As the ball shot toward the stands in left field, Hoskins briefly stretched his arms skyward, exultant. Then he flung down his bat. This was a statement: If a bat flip is a show unto itself, a bat spike feels more like a continuation of its plate appearance, a decisive, piercing conclusion. It’s punctuation. And Hoskins’s spike seemed to end a sentence that had been years in the making. It held frustration, vindication, exhilaration. Here was the exclamation point—on a franchise’s playoff drought, on a team’s bumpy season, on his own ups and downs this year. It all led to this swing and, in turn, to this spike.
“I didn’t know what I did until a couple innings later, really,” Hoskins said. “It’s just something that came out, just raw. But God, it was fun.”
It was part of a spectacular unraveling for Braves starter Spencer Strider. Making his first start since Sept. 18 after being sidelined with an oblique injury, Strider was on a limited pitch count, Braves manager Brian Snitker had confirmed before the game. The rookie came out looking perfectly healthy: He cruised through the first two innings without allowing a baserunner. But everything fell apart for him in the third. Strider lost his feel for the zone against the first batter, Phillies center fielder Brandon Marsh, walking him on four pitches. He labored through the next two matchups—ultimately striking out second baseman Jean Segura and yielding an RBI double in a battle with shortstop Bryson Stott—before the Braves decided to intentionally walk Kyle Schwarber to get to Hoskins.
“I’m human. I’m a competitor,” Hoskins said of the intentional walk. “They're obviously telling me something right away before I even step in the box. So I'm ready to compete. And I think when you light a little bit of a fire under somebody, [they] tend to hone in and focus a little bit more, and I just didn't miss.”

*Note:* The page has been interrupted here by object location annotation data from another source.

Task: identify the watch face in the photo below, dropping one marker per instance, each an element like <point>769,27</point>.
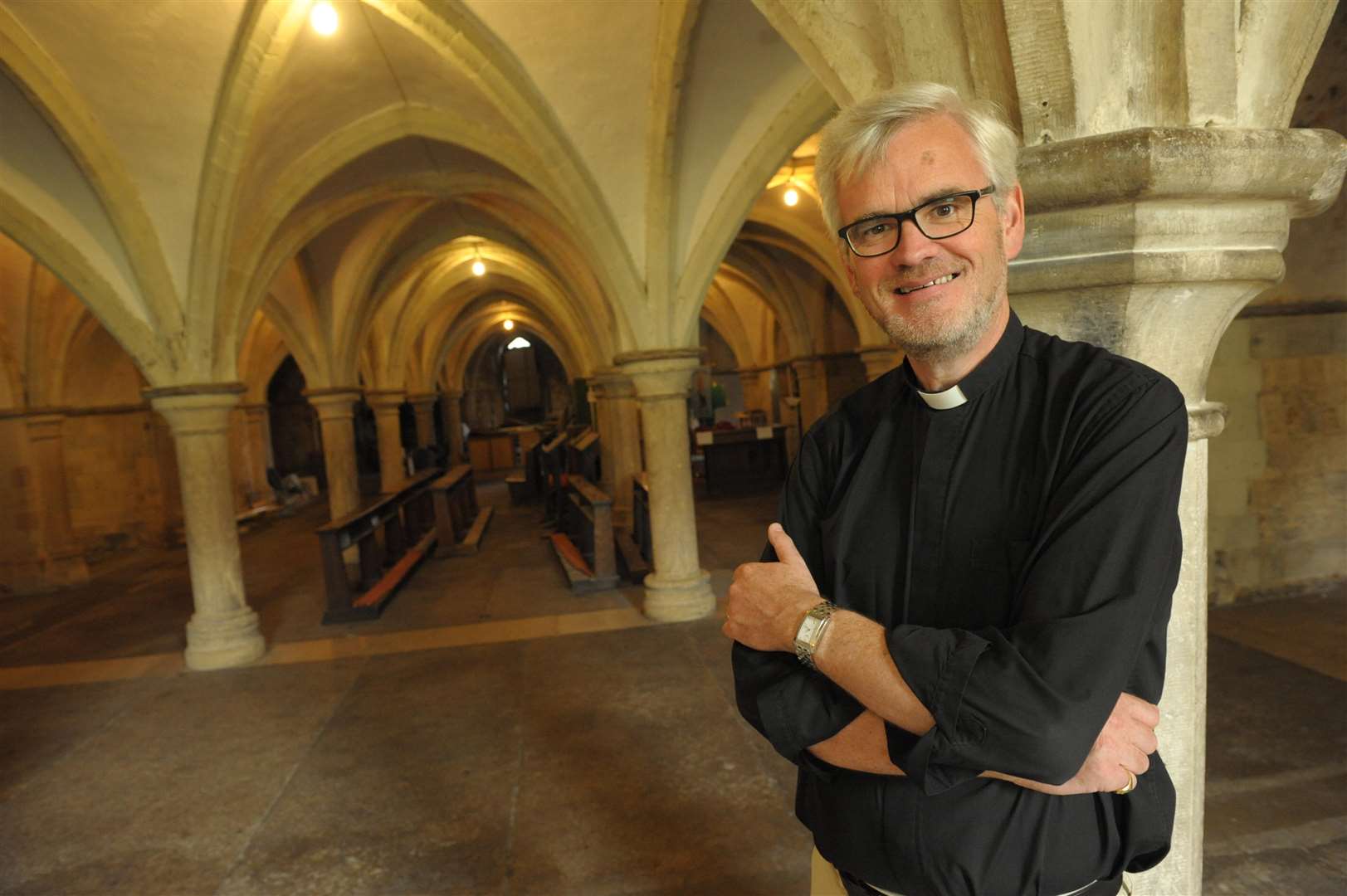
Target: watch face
<point>808,630</point>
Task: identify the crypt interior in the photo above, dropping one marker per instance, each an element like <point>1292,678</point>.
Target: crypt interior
<point>302,317</point>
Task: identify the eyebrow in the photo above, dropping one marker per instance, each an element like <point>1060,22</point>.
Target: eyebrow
<point>931,197</point>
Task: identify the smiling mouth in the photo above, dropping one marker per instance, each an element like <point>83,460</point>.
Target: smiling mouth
<point>935,282</point>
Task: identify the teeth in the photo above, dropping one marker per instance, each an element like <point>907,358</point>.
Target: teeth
<point>936,282</point>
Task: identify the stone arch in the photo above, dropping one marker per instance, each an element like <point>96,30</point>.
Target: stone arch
<point>460,345</point>
<point>800,118</point>
<point>515,275</point>
<point>97,371</point>
<point>78,211</point>
<point>309,222</point>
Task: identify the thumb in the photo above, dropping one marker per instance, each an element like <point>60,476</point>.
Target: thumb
<point>783,546</point>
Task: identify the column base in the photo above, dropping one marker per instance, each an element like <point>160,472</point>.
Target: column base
<point>678,600</point>
<point>224,640</point>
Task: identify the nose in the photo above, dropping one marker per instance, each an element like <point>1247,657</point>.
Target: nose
<point>914,247</point>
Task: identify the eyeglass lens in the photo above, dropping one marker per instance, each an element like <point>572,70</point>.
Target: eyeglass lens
<point>936,220</point>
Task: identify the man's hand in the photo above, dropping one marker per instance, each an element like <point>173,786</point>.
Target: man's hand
<point>1124,745</point>
<point>767,601</point>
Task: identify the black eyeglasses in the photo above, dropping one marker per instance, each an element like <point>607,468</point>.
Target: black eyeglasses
<point>938,220</point>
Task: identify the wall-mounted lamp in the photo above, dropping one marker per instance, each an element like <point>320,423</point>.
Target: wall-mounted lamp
<point>324,19</point>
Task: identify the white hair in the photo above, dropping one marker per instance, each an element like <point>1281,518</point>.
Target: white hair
<point>857,139</point>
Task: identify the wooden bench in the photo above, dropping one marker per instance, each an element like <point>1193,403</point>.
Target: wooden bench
<point>585,539</point>
<point>458,520</point>
<point>391,537</point>
<point>635,548</point>
<point>582,457</point>
<point>553,462</point>
<point>527,484</point>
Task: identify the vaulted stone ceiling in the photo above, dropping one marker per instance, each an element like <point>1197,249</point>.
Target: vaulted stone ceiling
<point>170,159</point>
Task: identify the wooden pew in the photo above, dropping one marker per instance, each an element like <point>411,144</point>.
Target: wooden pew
<point>582,455</point>
<point>633,548</point>
<point>527,485</point>
<point>553,462</point>
<point>391,537</point>
<point>583,541</point>
<point>458,520</point>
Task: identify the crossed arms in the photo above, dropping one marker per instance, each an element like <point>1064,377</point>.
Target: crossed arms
<point>765,606</point>
<point>1040,701</point>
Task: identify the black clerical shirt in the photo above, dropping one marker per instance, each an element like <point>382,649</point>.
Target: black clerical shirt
<point>1022,550</point>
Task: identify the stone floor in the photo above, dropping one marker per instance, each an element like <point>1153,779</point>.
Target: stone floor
<point>493,733</point>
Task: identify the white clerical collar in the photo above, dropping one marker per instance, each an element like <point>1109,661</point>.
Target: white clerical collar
<point>951,397</point>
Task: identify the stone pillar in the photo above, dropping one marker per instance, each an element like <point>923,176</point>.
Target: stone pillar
<point>879,360</point>
<point>618,440</point>
<point>257,449</point>
<point>679,587</point>
<point>814,390</point>
<point>222,630</point>
<point>451,406</point>
<point>335,410</point>
<point>423,406</point>
<point>1149,241</point>
<point>387,406</point>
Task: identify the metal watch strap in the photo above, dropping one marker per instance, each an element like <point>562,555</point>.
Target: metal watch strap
<point>804,645</point>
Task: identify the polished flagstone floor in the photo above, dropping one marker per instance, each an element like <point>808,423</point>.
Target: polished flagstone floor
<point>493,733</point>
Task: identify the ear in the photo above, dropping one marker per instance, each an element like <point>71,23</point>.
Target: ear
<point>1012,222</point>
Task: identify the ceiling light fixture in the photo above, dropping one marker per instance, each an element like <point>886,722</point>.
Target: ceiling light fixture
<point>324,19</point>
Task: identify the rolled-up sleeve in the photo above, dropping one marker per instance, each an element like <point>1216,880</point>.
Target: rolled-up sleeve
<point>1093,597</point>
<point>789,705</point>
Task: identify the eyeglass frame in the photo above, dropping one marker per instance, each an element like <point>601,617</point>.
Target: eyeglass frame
<point>910,215</point>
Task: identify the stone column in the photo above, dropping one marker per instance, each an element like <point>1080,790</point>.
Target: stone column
<point>222,630</point>
<point>618,440</point>
<point>679,587</point>
<point>879,360</point>
<point>387,406</point>
<point>335,410</point>
<point>423,406</point>
<point>1149,241</point>
<point>814,390</point>
<point>451,407</point>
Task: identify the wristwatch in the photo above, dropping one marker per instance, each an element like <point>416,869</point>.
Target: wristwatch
<point>811,632</point>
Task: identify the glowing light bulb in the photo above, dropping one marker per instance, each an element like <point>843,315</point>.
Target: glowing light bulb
<point>324,17</point>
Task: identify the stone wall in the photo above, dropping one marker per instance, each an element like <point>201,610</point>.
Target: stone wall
<point>1279,472</point>
<point>121,479</point>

Strider’s first pitch to him was a lifeless fastball: 93 mph, among the slowest of his professional career, a clear sign that his outing had gone south. Hoskins was ready. The ball was gone.

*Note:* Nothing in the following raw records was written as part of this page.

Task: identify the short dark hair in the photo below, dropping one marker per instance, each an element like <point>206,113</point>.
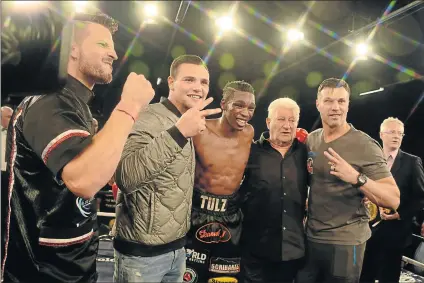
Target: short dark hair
<point>333,83</point>
<point>234,86</point>
<point>98,18</point>
<point>186,59</point>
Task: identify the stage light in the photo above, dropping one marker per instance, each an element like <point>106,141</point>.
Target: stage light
<point>26,5</point>
<point>295,35</point>
<point>362,50</point>
<point>80,6</point>
<point>224,23</point>
<point>150,10</point>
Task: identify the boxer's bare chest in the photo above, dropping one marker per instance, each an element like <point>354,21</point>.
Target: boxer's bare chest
<point>221,161</point>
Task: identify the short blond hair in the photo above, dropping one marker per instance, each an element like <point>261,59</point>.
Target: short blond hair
<point>286,103</point>
<point>389,120</point>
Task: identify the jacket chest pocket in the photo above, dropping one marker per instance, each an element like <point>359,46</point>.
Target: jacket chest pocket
<point>152,212</point>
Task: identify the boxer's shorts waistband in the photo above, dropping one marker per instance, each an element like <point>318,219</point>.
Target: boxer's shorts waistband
<point>215,204</point>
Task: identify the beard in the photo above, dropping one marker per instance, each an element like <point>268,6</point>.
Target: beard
<point>95,72</point>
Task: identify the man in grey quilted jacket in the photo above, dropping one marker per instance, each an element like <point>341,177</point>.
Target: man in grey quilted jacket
<point>155,177</point>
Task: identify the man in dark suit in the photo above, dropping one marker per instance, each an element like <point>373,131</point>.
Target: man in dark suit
<point>384,249</point>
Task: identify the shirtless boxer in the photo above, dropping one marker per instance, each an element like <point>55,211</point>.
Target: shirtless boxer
<point>222,151</point>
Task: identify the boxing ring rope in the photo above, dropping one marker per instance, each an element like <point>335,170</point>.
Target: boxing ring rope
<point>412,261</point>
<point>106,214</point>
<point>404,258</point>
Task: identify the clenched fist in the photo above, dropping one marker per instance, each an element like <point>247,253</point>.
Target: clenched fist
<point>193,121</point>
<point>137,93</point>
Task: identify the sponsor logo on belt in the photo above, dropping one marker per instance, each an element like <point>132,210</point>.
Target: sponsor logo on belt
<point>84,206</point>
<point>224,265</point>
<point>223,280</point>
<point>213,233</point>
<point>190,276</point>
<point>213,204</point>
<point>105,259</point>
<point>197,257</point>
<point>310,162</point>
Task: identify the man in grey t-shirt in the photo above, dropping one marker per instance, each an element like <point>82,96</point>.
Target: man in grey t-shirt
<point>345,165</point>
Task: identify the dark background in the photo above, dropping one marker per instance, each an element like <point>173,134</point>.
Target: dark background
<point>398,41</point>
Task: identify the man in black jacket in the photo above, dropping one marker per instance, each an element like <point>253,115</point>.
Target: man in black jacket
<point>275,190</point>
<point>57,163</point>
<point>384,250</point>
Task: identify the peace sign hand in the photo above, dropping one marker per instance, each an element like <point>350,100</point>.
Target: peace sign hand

The Phillies now had a four-run lead with just one out in the third; Strider had passed the 50-pitch mark. Yet the young starter was left in to face catcher J.T. Realmuto. And there was contact on the first pitch here, too: a well-struck single to left field. After four hits and four runs on four consecutive pitches—with a fifth baserunner mixed in on the intentional walk—Strider’s day was over. Reliever Dylan Lee was now in to face Harper.
Again the first pitch was a lifeless four-seamer. Again the ball was gone. It was 6–0, and the Phillies would not look back.
The energy in the stadium was palpable enough to feel physical: “When you’re running in the outfield, or around the bases, whatever, and you just feel whoo, whoo, that’s when you know,” Marsh said. “It was that loud.” Stott said he needed to crank up his PitchCom—the device that shares pitch calls with the pitcher and infield—to more than double its usual volume to hear it at all.
“The crowd gave us energy,” said Phillies manager Rob Thomson. “That’s as loud as I’ve been around. And it was just fantastic. They went from first pitch to last pitch… That was unbelievable.”
The Phillies will have Noah Syndergaard on the mound as they look to close out the series in Game 4. While the righty was moved from the rotation to the bullpen toward the end of the season, without a solid fourth starter here, it’s logical enough to go with Syndergaard over Bailey Falter or Kyle Gibson. It further helps that some key members of the bullpen, like Seranthony Dominguez and Zach Eflin, will be fresh after not being used in Game 3.
But those are details for Saturday. On Friday night, the Phillies could instead bask in a win that felt a long time coming, and embrace the pair who made it happen.
“We’ve been on some teams that lost a lot and kept inching our way up,” Nola said of him and Hoskins. “Every spring training, the team [was] getting better. The guys getting better, getting closer as a group, and finally made that push this year. It’s been fun so far. But we’ve got tomorrow to take care of.”